Dr. David Persse, the city of Houston's chief medical officer, said in an interview on Houston Matters that the national emergency declaration primarily impacted health care providers and facilities.

"The emergency declaration allowed the Stafford Act to be implemented, so that makes resources at the federal level available to be quickly disseminated across the country," Persse said. "With COVID, the federal declaration did a lot of things that the average person didn't feel."

For example, the declaration loosened restrictions for how supplies could be moved across state lines and allowed for people who were practitioners in one state to be able to work in another state if there were staffing shortages.

However, everyday Texans will likely still see some effects of the end of the emergency declaration. For example, Texans will lose Medicaid coverage for the first time the onset of the pandemic.

The federal emergency declaration prohibited states from removing citizens from Medicaid. In that time, the number of Texans covered by Medicaid has grown by nearly 2 million. However, the state has some of the strictest eligibility criteria for the program in the country, and starting this month, Texas will begin purging its Medicaid rolls of those who no longer meet the requirements.

According to a January 2023 report from Texas A&M, an estimated 700,000 Texans, mostly children, may lose Medicaid coverage in the coming months.

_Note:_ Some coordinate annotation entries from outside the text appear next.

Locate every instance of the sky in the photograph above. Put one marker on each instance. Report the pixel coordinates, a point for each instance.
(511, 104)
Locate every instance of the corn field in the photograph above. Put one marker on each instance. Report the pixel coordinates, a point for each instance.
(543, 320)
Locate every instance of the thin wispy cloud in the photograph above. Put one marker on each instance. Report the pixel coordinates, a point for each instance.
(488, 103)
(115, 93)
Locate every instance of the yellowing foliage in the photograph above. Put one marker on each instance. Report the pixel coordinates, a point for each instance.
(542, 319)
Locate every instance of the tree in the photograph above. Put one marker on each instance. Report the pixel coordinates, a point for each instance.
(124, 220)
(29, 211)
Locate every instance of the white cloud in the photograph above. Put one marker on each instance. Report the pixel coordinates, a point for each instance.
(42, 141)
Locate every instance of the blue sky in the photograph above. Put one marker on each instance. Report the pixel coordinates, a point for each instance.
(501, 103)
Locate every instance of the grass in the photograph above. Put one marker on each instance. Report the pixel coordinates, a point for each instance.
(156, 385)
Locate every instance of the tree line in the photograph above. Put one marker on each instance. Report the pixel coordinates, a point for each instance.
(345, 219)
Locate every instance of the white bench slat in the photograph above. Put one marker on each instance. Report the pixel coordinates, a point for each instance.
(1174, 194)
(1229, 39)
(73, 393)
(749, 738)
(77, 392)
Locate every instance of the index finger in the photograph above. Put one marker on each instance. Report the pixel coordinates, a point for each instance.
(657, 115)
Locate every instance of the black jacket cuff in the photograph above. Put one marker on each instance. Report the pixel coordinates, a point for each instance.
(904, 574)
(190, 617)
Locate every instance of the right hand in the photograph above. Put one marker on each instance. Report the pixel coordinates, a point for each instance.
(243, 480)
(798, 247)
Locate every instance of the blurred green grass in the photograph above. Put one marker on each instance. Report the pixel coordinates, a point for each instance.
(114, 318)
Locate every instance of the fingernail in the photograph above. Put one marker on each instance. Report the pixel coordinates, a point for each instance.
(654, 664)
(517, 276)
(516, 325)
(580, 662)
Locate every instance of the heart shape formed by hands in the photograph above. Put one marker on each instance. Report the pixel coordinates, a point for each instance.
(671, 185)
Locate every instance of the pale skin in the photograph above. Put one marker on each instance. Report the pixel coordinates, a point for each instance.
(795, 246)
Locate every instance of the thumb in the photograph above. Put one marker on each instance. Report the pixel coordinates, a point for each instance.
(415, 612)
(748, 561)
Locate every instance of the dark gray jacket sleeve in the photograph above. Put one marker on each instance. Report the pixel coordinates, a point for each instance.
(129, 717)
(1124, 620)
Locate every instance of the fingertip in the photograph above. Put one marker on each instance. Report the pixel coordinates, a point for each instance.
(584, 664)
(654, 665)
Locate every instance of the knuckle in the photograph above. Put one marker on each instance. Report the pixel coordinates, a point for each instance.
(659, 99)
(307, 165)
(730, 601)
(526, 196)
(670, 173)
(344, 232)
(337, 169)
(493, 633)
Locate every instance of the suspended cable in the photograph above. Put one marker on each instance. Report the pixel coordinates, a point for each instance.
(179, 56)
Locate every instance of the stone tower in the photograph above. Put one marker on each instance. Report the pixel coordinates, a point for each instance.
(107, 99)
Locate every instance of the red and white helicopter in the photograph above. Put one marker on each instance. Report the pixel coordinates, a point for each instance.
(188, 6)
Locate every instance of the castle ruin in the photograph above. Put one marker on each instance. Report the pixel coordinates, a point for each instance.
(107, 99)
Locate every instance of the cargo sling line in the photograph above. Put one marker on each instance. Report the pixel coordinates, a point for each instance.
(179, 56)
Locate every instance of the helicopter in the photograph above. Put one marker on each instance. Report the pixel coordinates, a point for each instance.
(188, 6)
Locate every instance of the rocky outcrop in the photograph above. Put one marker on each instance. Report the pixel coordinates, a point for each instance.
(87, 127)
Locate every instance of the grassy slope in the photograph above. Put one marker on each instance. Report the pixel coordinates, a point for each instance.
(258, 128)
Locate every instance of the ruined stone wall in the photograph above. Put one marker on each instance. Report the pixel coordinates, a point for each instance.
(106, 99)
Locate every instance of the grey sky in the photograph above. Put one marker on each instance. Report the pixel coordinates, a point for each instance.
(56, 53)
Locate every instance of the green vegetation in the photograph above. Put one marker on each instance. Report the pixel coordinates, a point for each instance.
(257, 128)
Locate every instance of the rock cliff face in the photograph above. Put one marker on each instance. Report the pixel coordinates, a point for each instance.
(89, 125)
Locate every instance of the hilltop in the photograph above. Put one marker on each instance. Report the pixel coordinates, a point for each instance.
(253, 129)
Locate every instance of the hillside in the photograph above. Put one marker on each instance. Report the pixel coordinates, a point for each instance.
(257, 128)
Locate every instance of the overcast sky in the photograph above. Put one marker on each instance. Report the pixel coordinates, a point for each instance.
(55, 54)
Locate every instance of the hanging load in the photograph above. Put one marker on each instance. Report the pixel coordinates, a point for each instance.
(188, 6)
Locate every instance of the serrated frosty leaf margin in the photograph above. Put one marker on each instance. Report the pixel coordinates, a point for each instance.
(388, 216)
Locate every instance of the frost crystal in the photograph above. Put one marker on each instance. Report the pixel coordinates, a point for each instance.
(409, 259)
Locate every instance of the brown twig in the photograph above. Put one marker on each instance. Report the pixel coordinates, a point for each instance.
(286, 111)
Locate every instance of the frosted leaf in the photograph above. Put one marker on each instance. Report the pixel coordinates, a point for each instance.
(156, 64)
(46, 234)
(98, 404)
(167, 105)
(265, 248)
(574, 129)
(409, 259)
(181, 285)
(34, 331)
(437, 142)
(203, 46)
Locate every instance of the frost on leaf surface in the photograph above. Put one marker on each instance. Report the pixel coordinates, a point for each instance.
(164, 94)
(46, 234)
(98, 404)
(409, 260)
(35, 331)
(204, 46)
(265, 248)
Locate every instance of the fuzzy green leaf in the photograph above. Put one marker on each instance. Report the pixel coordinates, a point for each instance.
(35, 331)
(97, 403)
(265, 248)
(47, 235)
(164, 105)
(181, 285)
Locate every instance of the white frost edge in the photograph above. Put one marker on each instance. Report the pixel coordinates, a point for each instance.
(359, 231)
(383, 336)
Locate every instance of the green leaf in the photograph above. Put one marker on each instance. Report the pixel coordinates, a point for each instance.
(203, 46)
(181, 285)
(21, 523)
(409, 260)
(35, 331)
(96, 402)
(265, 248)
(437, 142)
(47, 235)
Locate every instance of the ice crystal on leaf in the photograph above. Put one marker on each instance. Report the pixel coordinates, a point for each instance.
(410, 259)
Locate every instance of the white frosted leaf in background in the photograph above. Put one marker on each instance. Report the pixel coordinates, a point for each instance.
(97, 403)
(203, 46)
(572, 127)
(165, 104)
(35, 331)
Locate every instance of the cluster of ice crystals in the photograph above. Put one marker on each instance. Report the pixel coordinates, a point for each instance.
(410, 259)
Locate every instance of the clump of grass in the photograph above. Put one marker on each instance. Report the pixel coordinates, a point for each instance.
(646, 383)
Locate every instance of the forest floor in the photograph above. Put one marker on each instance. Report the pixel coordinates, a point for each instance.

Persse said the administration of vaccines and testing will begin to look more like the model typically used for other illnesses like the flu, which may come with additional costs to residents.

“With things like testing and vaccine, we’re going to be moving to get those things more into the mainstream way that health care is provided," he said. "So, all of those will still be available, but in the future, instead of it being free, there may be a copay just as there would’ve been with any other vaccine.”

While rates of infection and death from COVID are below where they once were, Persse advises Houstonians to continue to take precautions.